Nobody gives up on a little child. The parents called the emergency services and began CPR. A helicopter arrived and the girl was taken to the nearest hospital, where she bypassed the emergency room and went straight to the operating room. The medical staff began by warming her by plugging in a heart lung bypass machine, which acted as her heartbeat to help pump blood around her body. The machine also took over her breathing.
Over the next 6 hours the medical team brought the little girls temperature up to normal. Her heart began to beat at a normal rhythm. They now tackled the next problem; how to get the lungs clear of pond water and debris so that oxygenated blood could enter her bloodstream. 24 hours later they had the lungs working.
And this is the way it went. Little by little they worked on every part of her body and brought each organ back to life, one by one. After 2 days all the organs were back except one; her brain. She remained in a comatose for a week, and then one day just woke up! Two weeks later she went home. Her right arm and leg were paralyzed, and her speech was severely slurred, but with continued medical care, and in little over two years she was just like any other normal 5 year old!
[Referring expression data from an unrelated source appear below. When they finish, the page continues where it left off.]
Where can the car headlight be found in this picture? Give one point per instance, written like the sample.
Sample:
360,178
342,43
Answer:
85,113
But this was not a miracle, or a fluke. It was due to the dedication and knowledge of the whole team. There were hundreds of staff involved in achieving the seemingly impossible. It began with the telephone operator who took the call from the distraught parents as they clung to the lifeless body of their daughter next to an icy pond. The operator correctly used the checklist and called on the right medical staff to be ready at the hospital when the girl arrived; any delay could have been fatal but the anesthesiologist and cardiac surgeon were called at home and told to rush in. At each stage of bringing the girl back to life each member of the team knew their role and how it fitted in with the bigger picture. Even the simplest task of a nurse forgetting to wash their hands correctly and allowing bacteria into the patient would have had dire results.
And here is the crux. How many of your staff knows their role fully, and do they know how their efforts fit with the bigger corporate picture? The case described above is extreme; bringing back to life somebody that has been submerged underwater without breathing for over 30 minutes. But all industries have their key requirements. All companies have the ability to achieve the impossible. You have the resource. The key is in unlocking the potential of the team.